USA recently partially revoked concessional tariffs offered under the Generalised System of Preferences (GSP) to less developed and developing countries. GSP, described as USA’s oldest and largest trade preference program (of which India was the largest beneficiary), revoked concessional customs duties offered on approximately 90 items.
It should be noted that this action was apparently product specific and not focussed on any country, but impacts India most due to the relatively high level of access to and utilisation of GSP. It would impact approximately 50 items exported, mostly by the handloom (e.g. cotton textiles and carpets) and agricultural sector (e.g. mangoes), typically by micro, small & medium enterprises.
It was therefore not surprising that the Government has immediately sought to assuage concerns of this sector by announcing liberal credit facilities.
It should also be noted that the Government has withheld imposing additional tariffs on goods imported from the USA as a response to this event; it has been reported that pending trade negotiations with the USA, approximately 30 products imported from the USA is on the radar for imposition of additional tariffs.

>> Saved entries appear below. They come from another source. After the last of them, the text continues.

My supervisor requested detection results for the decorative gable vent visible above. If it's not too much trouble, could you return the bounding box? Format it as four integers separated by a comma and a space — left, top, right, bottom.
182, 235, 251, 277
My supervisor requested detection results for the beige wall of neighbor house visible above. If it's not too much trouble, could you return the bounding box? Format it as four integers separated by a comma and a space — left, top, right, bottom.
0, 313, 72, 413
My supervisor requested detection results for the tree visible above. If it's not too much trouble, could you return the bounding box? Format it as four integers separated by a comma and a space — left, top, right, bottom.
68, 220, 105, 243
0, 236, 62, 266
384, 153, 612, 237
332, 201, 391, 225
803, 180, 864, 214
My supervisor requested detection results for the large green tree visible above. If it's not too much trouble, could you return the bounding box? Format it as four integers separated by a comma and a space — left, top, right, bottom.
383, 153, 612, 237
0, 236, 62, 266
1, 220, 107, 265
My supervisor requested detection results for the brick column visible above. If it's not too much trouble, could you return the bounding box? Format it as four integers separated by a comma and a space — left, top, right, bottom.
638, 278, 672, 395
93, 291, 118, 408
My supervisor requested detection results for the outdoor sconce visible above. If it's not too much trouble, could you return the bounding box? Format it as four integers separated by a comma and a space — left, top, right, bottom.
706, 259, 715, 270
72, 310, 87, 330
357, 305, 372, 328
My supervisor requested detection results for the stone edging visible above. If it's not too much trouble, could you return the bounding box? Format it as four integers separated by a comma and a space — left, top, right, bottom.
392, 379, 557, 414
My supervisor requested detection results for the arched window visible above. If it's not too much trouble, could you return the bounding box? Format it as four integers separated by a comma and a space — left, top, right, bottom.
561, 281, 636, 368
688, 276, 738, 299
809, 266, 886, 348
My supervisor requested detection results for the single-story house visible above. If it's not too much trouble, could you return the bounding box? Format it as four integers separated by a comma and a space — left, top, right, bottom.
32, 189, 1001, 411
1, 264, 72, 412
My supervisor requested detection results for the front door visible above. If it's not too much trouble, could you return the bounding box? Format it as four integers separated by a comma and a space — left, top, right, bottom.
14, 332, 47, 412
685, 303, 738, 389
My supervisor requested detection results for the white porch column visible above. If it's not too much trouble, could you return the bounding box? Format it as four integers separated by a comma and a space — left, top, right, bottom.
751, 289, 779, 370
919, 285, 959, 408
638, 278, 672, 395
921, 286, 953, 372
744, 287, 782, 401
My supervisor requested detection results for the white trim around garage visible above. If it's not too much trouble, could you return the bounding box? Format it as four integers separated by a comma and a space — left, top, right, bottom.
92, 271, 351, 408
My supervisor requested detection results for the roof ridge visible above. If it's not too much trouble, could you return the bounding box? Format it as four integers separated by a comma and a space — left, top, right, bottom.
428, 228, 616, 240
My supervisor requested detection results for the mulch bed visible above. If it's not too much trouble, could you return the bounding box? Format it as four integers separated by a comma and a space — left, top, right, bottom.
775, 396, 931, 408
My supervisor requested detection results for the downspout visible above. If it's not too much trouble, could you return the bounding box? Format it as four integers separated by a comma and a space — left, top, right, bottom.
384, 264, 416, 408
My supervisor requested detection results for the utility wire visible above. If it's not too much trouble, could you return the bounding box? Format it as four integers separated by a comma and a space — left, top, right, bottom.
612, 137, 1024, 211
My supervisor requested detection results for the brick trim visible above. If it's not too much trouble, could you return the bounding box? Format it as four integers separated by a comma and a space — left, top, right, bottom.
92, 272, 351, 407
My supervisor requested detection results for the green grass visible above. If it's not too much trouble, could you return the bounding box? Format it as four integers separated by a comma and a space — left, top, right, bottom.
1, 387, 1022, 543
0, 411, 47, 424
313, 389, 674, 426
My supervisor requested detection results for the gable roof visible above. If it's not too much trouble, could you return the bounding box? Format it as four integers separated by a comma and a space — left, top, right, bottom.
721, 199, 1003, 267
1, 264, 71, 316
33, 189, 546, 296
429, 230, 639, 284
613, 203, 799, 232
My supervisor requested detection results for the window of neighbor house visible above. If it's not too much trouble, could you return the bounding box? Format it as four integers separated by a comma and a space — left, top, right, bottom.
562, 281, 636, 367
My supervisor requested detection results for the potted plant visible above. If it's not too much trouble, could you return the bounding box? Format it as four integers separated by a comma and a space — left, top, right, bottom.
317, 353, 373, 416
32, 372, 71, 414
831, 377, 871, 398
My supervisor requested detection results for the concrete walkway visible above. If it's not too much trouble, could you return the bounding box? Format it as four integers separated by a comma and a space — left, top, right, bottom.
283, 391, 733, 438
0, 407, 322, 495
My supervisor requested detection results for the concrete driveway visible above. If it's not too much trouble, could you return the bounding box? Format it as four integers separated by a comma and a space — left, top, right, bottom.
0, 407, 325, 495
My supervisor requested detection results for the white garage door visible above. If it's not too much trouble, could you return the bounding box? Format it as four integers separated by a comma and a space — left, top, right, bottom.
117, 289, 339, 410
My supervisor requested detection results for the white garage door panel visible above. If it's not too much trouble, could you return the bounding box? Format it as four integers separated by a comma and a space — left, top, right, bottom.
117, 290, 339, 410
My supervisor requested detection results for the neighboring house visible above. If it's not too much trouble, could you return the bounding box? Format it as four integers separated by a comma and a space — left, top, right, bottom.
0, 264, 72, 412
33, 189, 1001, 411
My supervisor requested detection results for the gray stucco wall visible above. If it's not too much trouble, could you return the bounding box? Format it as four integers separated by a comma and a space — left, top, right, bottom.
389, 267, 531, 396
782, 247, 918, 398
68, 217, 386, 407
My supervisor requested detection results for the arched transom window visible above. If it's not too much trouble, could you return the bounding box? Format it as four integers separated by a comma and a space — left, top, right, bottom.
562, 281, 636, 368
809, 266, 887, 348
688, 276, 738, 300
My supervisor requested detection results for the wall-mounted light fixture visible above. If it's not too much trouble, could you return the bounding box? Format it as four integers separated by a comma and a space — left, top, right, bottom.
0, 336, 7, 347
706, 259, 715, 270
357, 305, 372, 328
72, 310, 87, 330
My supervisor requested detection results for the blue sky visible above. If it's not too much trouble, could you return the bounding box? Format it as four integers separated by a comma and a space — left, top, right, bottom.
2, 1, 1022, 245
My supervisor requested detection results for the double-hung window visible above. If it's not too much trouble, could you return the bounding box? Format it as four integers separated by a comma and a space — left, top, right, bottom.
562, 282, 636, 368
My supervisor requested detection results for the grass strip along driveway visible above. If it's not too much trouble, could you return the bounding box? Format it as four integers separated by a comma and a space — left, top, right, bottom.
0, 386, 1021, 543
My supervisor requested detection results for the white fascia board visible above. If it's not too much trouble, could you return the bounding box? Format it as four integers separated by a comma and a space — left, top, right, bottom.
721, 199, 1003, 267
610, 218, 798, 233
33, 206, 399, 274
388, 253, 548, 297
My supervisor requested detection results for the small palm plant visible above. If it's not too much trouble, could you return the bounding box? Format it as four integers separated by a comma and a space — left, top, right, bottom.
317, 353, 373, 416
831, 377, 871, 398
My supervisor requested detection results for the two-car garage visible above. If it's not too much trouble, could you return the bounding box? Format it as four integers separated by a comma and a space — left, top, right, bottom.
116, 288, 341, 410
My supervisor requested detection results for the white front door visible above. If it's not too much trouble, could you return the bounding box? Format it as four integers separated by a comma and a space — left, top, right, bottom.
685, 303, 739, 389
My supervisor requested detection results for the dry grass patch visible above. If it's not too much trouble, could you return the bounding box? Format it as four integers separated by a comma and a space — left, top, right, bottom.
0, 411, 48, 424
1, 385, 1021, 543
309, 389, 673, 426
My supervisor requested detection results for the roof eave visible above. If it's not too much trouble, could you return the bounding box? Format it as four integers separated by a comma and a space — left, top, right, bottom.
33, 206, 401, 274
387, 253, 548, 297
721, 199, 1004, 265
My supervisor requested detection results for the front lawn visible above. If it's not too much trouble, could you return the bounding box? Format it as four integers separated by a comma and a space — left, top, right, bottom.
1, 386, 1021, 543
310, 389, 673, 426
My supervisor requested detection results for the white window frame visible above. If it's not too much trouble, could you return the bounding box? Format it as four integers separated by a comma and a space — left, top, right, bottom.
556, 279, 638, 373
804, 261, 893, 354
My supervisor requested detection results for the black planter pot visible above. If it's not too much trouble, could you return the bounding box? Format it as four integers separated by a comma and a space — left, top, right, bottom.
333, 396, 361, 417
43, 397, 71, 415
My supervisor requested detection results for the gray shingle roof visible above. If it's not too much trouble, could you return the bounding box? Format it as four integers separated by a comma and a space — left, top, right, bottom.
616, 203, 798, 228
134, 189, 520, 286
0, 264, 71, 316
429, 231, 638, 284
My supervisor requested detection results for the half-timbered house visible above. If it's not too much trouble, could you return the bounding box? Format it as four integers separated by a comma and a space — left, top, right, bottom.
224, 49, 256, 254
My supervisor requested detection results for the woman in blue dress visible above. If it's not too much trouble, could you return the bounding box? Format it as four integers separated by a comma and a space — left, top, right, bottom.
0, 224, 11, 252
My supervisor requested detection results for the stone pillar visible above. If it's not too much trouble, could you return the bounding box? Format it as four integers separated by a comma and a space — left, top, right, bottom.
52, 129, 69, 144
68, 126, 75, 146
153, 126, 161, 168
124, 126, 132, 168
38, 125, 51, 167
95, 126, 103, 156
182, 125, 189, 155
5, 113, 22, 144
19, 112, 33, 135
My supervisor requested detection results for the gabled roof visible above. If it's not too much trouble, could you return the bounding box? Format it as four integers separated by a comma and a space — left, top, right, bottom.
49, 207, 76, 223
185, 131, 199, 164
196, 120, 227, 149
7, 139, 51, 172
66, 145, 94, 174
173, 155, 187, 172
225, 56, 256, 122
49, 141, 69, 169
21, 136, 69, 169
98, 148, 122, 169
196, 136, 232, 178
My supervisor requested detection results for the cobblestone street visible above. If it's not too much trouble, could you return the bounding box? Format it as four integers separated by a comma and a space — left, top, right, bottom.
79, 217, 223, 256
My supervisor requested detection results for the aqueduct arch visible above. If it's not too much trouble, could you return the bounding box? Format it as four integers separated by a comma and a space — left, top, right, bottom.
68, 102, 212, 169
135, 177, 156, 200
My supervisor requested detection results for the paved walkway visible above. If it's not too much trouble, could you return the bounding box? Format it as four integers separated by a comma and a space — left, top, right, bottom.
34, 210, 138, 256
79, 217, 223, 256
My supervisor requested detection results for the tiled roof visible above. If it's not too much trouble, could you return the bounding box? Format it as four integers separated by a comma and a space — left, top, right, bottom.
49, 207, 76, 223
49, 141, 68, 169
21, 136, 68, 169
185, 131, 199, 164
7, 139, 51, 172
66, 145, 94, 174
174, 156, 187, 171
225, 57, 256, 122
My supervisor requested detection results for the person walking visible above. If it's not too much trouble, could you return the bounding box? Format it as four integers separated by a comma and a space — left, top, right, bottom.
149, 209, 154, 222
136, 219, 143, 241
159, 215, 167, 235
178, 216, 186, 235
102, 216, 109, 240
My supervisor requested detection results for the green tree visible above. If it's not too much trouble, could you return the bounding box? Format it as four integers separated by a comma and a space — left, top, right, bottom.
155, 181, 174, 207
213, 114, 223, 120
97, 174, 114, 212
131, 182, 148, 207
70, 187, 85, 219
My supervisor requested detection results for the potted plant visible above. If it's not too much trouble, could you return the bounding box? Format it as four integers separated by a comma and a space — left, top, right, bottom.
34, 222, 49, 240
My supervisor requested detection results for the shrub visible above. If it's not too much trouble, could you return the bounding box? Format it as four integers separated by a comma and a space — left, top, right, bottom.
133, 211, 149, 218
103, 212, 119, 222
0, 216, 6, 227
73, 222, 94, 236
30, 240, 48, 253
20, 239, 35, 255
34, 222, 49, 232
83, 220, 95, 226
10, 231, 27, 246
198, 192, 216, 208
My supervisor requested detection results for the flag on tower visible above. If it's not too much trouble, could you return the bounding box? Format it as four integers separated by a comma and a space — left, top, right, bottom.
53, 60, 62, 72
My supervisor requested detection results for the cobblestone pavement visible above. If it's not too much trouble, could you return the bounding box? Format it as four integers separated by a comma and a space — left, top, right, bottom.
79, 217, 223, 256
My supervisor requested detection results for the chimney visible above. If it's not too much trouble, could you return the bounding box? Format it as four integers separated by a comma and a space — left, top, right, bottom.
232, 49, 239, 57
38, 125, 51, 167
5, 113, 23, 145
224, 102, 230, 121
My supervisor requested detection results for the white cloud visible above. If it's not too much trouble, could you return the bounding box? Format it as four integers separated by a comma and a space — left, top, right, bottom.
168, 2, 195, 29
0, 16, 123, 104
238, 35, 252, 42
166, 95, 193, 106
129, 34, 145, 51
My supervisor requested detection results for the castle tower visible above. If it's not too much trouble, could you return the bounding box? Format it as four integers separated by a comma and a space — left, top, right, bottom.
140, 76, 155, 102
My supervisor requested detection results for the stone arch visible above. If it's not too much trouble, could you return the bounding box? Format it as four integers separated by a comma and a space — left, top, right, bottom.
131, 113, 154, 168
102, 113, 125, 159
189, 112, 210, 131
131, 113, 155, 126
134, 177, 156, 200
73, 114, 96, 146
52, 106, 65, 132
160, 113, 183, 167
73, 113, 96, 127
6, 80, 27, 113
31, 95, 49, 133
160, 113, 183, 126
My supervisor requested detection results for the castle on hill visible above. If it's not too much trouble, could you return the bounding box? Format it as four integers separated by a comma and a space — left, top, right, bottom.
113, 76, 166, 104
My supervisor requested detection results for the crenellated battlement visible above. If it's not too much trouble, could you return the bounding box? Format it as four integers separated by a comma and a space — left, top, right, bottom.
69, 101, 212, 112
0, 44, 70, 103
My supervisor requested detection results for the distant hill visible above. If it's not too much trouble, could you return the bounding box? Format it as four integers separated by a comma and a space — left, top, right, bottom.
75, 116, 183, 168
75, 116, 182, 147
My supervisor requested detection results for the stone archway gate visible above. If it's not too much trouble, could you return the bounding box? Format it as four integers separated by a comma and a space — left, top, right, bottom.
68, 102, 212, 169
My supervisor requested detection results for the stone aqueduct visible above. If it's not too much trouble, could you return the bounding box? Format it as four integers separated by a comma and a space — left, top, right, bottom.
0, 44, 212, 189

Credit on capital goods in transit
The GST provisions governing transitional credits allowed businesses to claim credit on inputs/ raw materials in physical transit on 1 July 2017 but omitted to cover capital goods in transit. This omission was challenged before the Gujarat High Court (HC) as being discriminatory.
The HC held that the legislature was within its capacity to not extend the benefit of transitional credits of excise duty/ CVD/ VAT paid on capital goods in-transit (i.e. on route to the claimant buyer) as on the date of introduction of GST. It also opined that such an exception created did not result in an unfair discrimination being created in the taxing statute.
The approach adopted in this ruling was surprising Also, this causes an impediment to businesses as the statutory omission to cover capital goods in transit on 1 July, 2017 (while inputs/ raw materials was expressly covered) appears inadvertent. transitions in tax regimes should ideally be tax neutral at a policy level. Also, this particular issue directly increases costs of capex in physical transit across the country on 1 July 2017 by approximately 10-20 percent. It will be interesting to see if this matter is appealed before the Supreme Court.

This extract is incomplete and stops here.